Arts & Culture

A different direction

Mark Blankenship "05MFA, a theater critic and reporter, writes for the New York Times and Variety.

Andrew H. Walker/ Getty Images

Andrew H. Walker/ Getty Images

Director Anna D. Shapiro ’93MFA is taking her Tony Award back to Chicago. View full image

Now that Anna D. Shapiro ’93MFA is somebody, who will she be?

Sure, she was doing fine back in 2007, when she was a respected Chicago theater director, working with that city's major companies and teaching in the graduate program at Northwestern. But then she directed Tracy Letts's play August: Osage County, and a new swarm of labels flew her way.

August, about a dysfunctional Oklahoma family, premiered in July 2007 at Chicago's Steppenwolf Theatre. That fall, it rode a wave of praise to a successful Broadway run. Suddenly, Shapiro was the hot new talent in New York, and soon she was also a Tony winner, picking up last year's award for Best Direction of a Play.

In other words, she became a brand-name director in less than a year, bestowed with the clout to do almost anything she wants. "It's very easy to be sanguine about your year when you've just won a Tony Award," she conceded not long after her win. "I feel very, very free."

Yet Shapiro is using her freedom to do essentially what she's done all along. After opening a London production of August last fall, she returned not to New York, but to Chicago, to continue teaching and direct three shows in 2009. This reverses a successful director's expected trajectory: Broadway hit, permanent move to Manhattan, attempts to have more Broadway hits.

Shapiro concedes that the standard path "can be the answer to the career question. Some people think it has solely to do with moving forward. But when you're fortunate enough to realize that you can actually be led by your personal interests, you realize that should be your only aspiration. It took me a while to get smart about that, but I finally figured it out."

Right now, one of Shapiro's interests is staying close to home. Newly married, she jokes, "It takes a lot to get me out of the house and into the rehearsal room." Plus, she was just made a full professor at Northwestern. "To me, that's as cool as a Tony Award," she says. "One of my goals is to be a great teacher, and I hate to be away from my students."

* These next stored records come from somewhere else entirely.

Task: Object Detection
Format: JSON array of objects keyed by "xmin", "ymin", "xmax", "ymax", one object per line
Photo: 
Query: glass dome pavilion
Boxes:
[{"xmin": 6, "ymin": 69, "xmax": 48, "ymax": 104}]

But there are also aesthetic reasons for Shapiro's post-August choices. For instance, despite their joint success, she chose not to direct Letts's newest play, Superior Donuts, when it premiered at Steppenwolf last summer. She says that's partially because the show's story—about the employees of a failing pastry shop—is too gentle.

Troubling plays can invite patrons to confront larger problems, Shapiro argues. Her most recent Chicago project was Our Town, which she codirected with Jessica Thebus at the Lookingglass Theatre in February. This March and April at the Goodman Theatre, she helms Regina Taylor's Magnolia, which explores Atlanta's desegregation. "On stage, I equate emotional paralysis with a deeper conversation," explains Shapiro. "I'm interested in people who are not free—people who look free but aren't." She pauses, then laughs. "That's probably going to kill my box office career."

Despite being one of the few women to direct a Broadway show, she says she's never felt like a victim of gender bias—rather, "you can benefit from people feeling good about championing a woman."

Still, she's only the fifth woman in history to win a Tony for directing. Small wonder that young women approached her at the August stage door to talk about their own directing dreams. "I think I seem familiar to them. I'm short, and I'm not British," Shapiro quips. "They come up, and some of them are talking about how the show and the success of the show have made them feel bolder about wanting to do this. And I'm proud of that."